The crowd thinned, going back to the tables. Annmarie said, “What’s wrong with Elise? Look, over there, at the table with the war correspondent. Do you see? Maybe we ought to go over there. She’s crying.”

 

“I really can’t talk to you, kid.” Ruth McGowan searched he crowd for the Signal Corps sergeant, who was evidently stuck at the drink counter. “Look, whatever your story is. I really don’t feel up to taking it on. Why don’t you go somewhere until you calm down? Don’t you know where the ladies’ room is?”

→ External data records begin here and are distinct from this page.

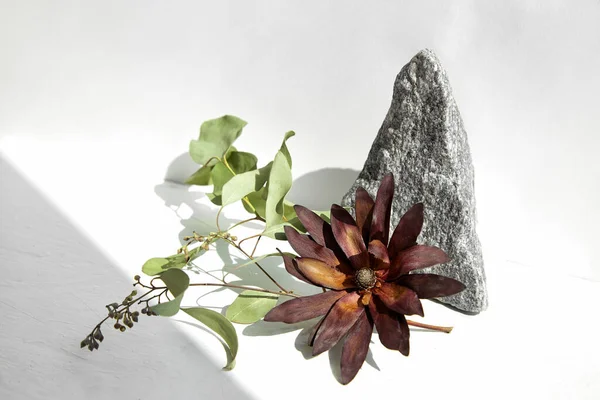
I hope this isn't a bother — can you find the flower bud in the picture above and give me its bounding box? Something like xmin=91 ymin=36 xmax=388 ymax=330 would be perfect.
xmin=94 ymin=329 xmax=104 ymax=341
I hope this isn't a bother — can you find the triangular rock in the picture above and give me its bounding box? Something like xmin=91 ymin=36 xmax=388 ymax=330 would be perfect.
xmin=342 ymin=50 xmax=487 ymax=313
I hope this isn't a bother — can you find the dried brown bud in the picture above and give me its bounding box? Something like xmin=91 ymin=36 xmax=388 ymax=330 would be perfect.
xmin=94 ymin=329 xmax=104 ymax=341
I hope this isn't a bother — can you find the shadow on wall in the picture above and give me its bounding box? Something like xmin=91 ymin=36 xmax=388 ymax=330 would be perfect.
xmin=0 ymin=157 xmax=251 ymax=400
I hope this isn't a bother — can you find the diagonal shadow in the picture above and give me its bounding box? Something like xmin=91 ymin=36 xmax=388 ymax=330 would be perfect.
xmin=0 ymin=155 xmax=251 ymax=399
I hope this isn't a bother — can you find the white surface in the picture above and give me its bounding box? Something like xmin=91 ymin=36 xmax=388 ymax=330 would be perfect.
xmin=0 ymin=0 xmax=600 ymax=399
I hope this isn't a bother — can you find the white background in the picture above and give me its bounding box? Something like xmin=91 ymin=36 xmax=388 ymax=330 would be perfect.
xmin=0 ymin=0 xmax=600 ymax=399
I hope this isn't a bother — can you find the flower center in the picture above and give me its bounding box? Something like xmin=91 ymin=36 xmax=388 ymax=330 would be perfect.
xmin=354 ymin=268 xmax=377 ymax=289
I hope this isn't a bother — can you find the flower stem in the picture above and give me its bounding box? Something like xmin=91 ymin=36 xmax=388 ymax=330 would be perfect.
xmin=406 ymin=319 xmax=453 ymax=333
xmin=190 ymin=283 xmax=302 ymax=297
xmin=225 ymin=239 xmax=290 ymax=297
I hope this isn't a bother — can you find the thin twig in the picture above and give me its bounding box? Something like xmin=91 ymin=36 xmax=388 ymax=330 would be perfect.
xmin=406 ymin=319 xmax=453 ymax=333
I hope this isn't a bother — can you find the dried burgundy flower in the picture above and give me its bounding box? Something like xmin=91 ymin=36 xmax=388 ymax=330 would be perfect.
xmin=264 ymin=174 xmax=465 ymax=384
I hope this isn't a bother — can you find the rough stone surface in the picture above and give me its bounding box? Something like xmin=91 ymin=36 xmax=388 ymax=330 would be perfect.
xmin=342 ymin=50 xmax=487 ymax=313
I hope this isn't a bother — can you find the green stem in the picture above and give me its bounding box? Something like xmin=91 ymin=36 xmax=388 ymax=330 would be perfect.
xmin=190 ymin=283 xmax=302 ymax=297
xmin=225 ymin=239 xmax=288 ymax=293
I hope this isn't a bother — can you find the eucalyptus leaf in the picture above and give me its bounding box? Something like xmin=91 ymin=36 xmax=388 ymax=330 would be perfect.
xmin=222 ymin=162 xmax=273 ymax=206
xmin=150 ymin=293 xmax=183 ymax=317
xmin=150 ymin=268 xmax=190 ymax=317
xmin=279 ymin=131 xmax=296 ymax=168
xmin=208 ymin=151 xmax=256 ymax=206
xmin=185 ymin=164 xmax=213 ymax=186
xmin=261 ymin=217 xmax=306 ymax=240
xmin=181 ymin=307 xmax=238 ymax=370
xmin=225 ymin=290 xmax=279 ymax=324
xmin=142 ymin=247 xmax=201 ymax=276
xmin=160 ymin=268 xmax=190 ymax=297
xmin=190 ymin=115 xmax=246 ymax=165
xmin=142 ymin=257 xmax=169 ymax=276
xmin=243 ymin=187 xmax=267 ymax=219
xmin=265 ymin=151 xmax=292 ymax=228
xmin=227 ymin=151 xmax=258 ymax=174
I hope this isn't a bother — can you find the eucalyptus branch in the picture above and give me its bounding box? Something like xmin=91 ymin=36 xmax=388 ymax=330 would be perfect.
xmin=225 ymin=239 xmax=288 ymax=293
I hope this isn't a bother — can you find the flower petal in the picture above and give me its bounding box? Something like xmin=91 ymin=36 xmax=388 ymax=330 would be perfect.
xmin=341 ymin=312 xmax=373 ymax=385
xmin=296 ymin=257 xmax=356 ymax=290
xmin=369 ymin=174 xmax=394 ymax=246
xmin=331 ymin=204 xmax=369 ymax=269
xmin=386 ymin=245 xmax=450 ymax=282
xmin=283 ymin=226 xmax=340 ymax=267
xmin=396 ymin=274 xmax=466 ymax=299
xmin=369 ymin=297 xmax=410 ymax=356
xmin=294 ymin=205 xmax=345 ymax=261
xmin=279 ymin=252 xmax=313 ymax=285
xmin=388 ymin=203 xmax=423 ymax=260
xmin=354 ymin=187 xmax=375 ymax=243
xmin=369 ymin=239 xmax=390 ymax=270
xmin=264 ymin=290 xmax=346 ymax=324
xmin=373 ymin=283 xmax=423 ymax=317
xmin=308 ymin=318 xmax=324 ymax=347
xmin=313 ymin=292 xmax=365 ymax=356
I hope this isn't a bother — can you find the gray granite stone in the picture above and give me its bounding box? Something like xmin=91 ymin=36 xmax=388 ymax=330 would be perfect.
xmin=342 ymin=50 xmax=487 ymax=313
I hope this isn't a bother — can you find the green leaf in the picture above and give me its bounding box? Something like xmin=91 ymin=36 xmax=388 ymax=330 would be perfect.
xmin=222 ymin=162 xmax=273 ymax=206
xmin=160 ymin=269 xmax=190 ymax=297
xmin=181 ymin=307 xmax=238 ymax=370
xmin=208 ymin=151 xmax=256 ymax=206
xmin=142 ymin=247 xmax=201 ymax=276
xmin=227 ymin=151 xmax=258 ymax=174
xmin=150 ymin=269 xmax=190 ymax=317
xmin=150 ymin=294 xmax=183 ymax=317
xmin=261 ymin=217 xmax=306 ymax=240
xmin=225 ymin=290 xmax=279 ymax=324
xmin=185 ymin=164 xmax=213 ymax=185
xmin=266 ymin=150 xmax=292 ymax=228
xmin=190 ymin=115 xmax=246 ymax=165
xmin=243 ymin=187 xmax=267 ymax=219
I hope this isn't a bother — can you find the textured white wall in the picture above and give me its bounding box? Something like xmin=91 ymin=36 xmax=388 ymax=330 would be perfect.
xmin=0 ymin=0 xmax=600 ymax=399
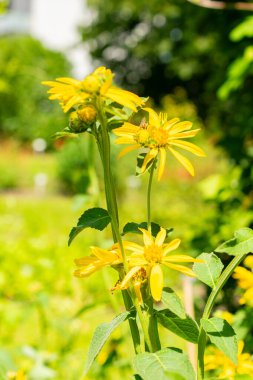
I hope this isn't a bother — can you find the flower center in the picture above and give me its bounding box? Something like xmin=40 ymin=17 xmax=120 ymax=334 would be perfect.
xmin=151 ymin=128 xmax=169 ymax=146
xmin=144 ymin=244 xmax=163 ymax=263
xmin=82 ymin=74 xmax=101 ymax=94
xmin=136 ymin=129 xmax=150 ymax=144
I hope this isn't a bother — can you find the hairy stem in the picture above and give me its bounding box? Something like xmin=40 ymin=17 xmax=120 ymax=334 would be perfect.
xmin=198 ymin=254 xmax=247 ymax=380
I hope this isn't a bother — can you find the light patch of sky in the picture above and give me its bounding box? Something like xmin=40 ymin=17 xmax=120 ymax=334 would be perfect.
xmin=30 ymin=0 xmax=92 ymax=79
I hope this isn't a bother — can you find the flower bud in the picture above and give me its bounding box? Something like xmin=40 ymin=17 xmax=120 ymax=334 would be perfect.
xmin=69 ymin=111 xmax=88 ymax=133
xmin=77 ymin=106 xmax=97 ymax=124
xmin=82 ymin=74 xmax=101 ymax=94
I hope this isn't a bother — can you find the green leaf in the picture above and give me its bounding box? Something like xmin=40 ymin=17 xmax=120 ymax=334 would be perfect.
xmin=85 ymin=311 xmax=130 ymax=374
xmin=135 ymin=153 xmax=154 ymax=176
xmin=156 ymin=311 xmax=199 ymax=343
xmin=122 ymin=222 xmax=173 ymax=237
xmin=68 ymin=207 xmax=111 ymax=245
xmin=215 ymin=227 xmax=253 ymax=256
xmin=133 ymin=348 xmax=196 ymax=380
xmin=192 ymin=252 xmax=224 ymax=288
xmin=154 ymin=287 xmax=186 ymax=318
xmin=201 ymin=317 xmax=238 ymax=364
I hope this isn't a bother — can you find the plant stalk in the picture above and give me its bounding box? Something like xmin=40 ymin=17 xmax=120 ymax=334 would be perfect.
xmin=198 ymin=254 xmax=247 ymax=380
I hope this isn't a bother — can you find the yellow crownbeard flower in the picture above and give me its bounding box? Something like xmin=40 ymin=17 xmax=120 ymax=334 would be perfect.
xmin=121 ymin=228 xmax=201 ymax=301
xmin=205 ymin=341 xmax=253 ymax=380
xmin=233 ymin=256 xmax=253 ymax=307
xmin=113 ymin=108 xmax=205 ymax=180
xmin=74 ymin=246 xmax=122 ymax=278
xmin=42 ymin=67 xmax=144 ymax=112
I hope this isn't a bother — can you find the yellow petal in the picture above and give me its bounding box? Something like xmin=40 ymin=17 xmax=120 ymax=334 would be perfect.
xmin=100 ymin=75 xmax=113 ymax=95
xmin=139 ymin=228 xmax=154 ymax=247
xmin=164 ymin=255 xmax=203 ymax=263
xmin=115 ymin=136 xmax=135 ymax=144
xmin=123 ymin=241 xmax=144 ymax=253
xmin=141 ymin=149 xmax=158 ymax=173
xmin=150 ymin=264 xmax=163 ymax=302
xmin=143 ymin=107 xmax=160 ymax=128
xmin=163 ymin=117 xmax=180 ymax=130
xmin=90 ymin=247 xmax=117 ymax=262
xmin=112 ymin=123 xmax=140 ymax=136
xmin=117 ymin=144 xmax=141 ymax=158
xmin=155 ymin=227 xmax=166 ymax=247
xmin=169 ymin=148 xmax=194 ymax=176
xmin=56 ymin=78 xmax=81 ymax=87
xmin=158 ymin=148 xmax=166 ymax=181
xmin=163 ymin=262 xmax=196 ymax=277
xmin=121 ymin=266 xmax=141 ymax=288
xmin=163 ymin=239 xmax=181 ymax=256
xmin=170 ymin=140 xmax=206 ymax=157
xmin=171 ymin=121 xmax=192 ymax=133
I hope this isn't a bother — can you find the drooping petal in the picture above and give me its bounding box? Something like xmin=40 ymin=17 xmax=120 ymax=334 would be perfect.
xmin=157 ymin=148 xmax=166 ymax=181
xmin=123 ymin=241 xmax=144 ymax=253
xmin=149 ymin=264 xmax=163 ymax=302
xmin=163 ymin=255 xmax=203 ymax=263
xmin=117 ymin=144 xmax=141 ymax=158
xmin=163 ymin=117 xmax=180 ymax=130
xmin=139 ymin=228 xmax=154 ymax=247
xmin=114 ymin=136 xmax=135 ymax=144
xmin=112 ymin=123 xmax=140 ymax=136
xmin=170 ymin=121 xmax=192 ymax=133
xmin=141 ymin=148 xmax=158 ymax=173
xmin=56 ymin=78 xmax=81 ymax=88
xmin=170 ymin=140 xmax=206 ymax=157
xmin=155 ymin=227 xmax=166 ymax=247
xmin=121 ymin=266 xmax=141 ymax=288
xmin=143 ymin=107 xmax=160 ymax=128
xmin=169 ymin=148 xmax=194 ymax=176
xmin=163 ymin=239 xmax=181 ymax=256
xmin=163 ymin=262 xmax=196 ymax=277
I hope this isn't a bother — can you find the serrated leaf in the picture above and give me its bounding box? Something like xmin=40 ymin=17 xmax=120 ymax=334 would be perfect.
xmin=68 ymin=207 xmax=111 ymax=245
xmin=201 ymin=317 xmax=238 ymax=364
xmin=135 ymin=153 xmax=154 ymax=176
xmin=215 ymin=227 xmax=253 ymax=256
xmin=122 ymin=222 xmax=173 ymax=237
xmin=154 ymin=287 xmax=186 ymax=318
xmin=85 ymin=311 xmax=130 ymax=374
xmin=156 ymin=311 xmax=199 ymax=343
xmin=133 ymin=348 xmax=196 ymax=380
xmin=192 ymin=252 xmax=224 ymax=288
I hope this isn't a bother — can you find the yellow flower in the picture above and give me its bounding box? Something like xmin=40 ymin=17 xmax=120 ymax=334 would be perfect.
xmin=205 ymin=341 xmax=253 ymax=380
xmin=233 ymin=260 xmax=253 ymax=307
xmin=74 ymin=246 xmax=122 ymax=277
xmin=42 ymin=67 xmax=144 ymax=112
xmin=113 ymin=108 xmax=205 ymax=180
xmin=122 ymin=228 xmax=200 ymax=301
xmin=7 ymin=369 xmax=26 ymax=380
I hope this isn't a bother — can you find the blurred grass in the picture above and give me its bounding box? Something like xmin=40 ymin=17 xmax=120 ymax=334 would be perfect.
xmin=0 ymin=137 xmax=249 ymax=380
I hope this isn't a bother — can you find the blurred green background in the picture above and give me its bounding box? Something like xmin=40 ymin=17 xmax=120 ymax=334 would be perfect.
xmin=0 ymin=0 xmax=253 ymax=380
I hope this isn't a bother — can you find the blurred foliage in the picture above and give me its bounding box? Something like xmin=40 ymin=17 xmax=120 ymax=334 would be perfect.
xmin=0 ymin=36 xmax=70 ymax=144
xmin=81 ymin=0 xmax=253 ymax=202
xmin=57 ymin=136 xmax=92 ymax=194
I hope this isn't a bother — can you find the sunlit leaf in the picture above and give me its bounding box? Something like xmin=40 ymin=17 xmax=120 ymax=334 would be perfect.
xmin=192 ymin=252 xmax=224 ymax=288
xmin=201 ymin=317 xmax=238 ymax=364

Elise tried to pull a chair out from the table, but the other kept a firm grip on its back. “Please, you must listen to me, I am begging you,” she pleaded. “When they told me you were from the Associated Press I went back to get the photograph in my purse. I always carry a photo there, not the big ones but a small one, to show what is in Sobibor, the death camp in Poland. It is all true. The pictures were brought out by an American spy plane, a DC-3, flying low to evade—what is the word?”

“Detection,” Ruth supplied, “but nevermind. Sugar, whatever your name is—”

“Elise. Elise Ginsberg.”

“Okay, Elise, I hate to have to break this to you, but the United States does not have DC-3 spy planes flying in and out of Poland. Whoever told you that—”

“But they do,” Elise whispered. “There are many things you don’t know about your own government. Ah, how can I make you believe me? My father and Max have tried to make your government, then the newspapers take notice, but they say they are not interested. How can they not be interested when people are dying? When a whole people is being wiped out?” Tears welled up and slid down her cheeks. “My friend, Max Kubelsky who knows Arnold Foster of the ADL, says that your government does not want to—what is it, um, acknowledge—that the death camps exist, that it is not politically good for them, now in the middle of war. But even as we speak, thousands of people are being murdered!”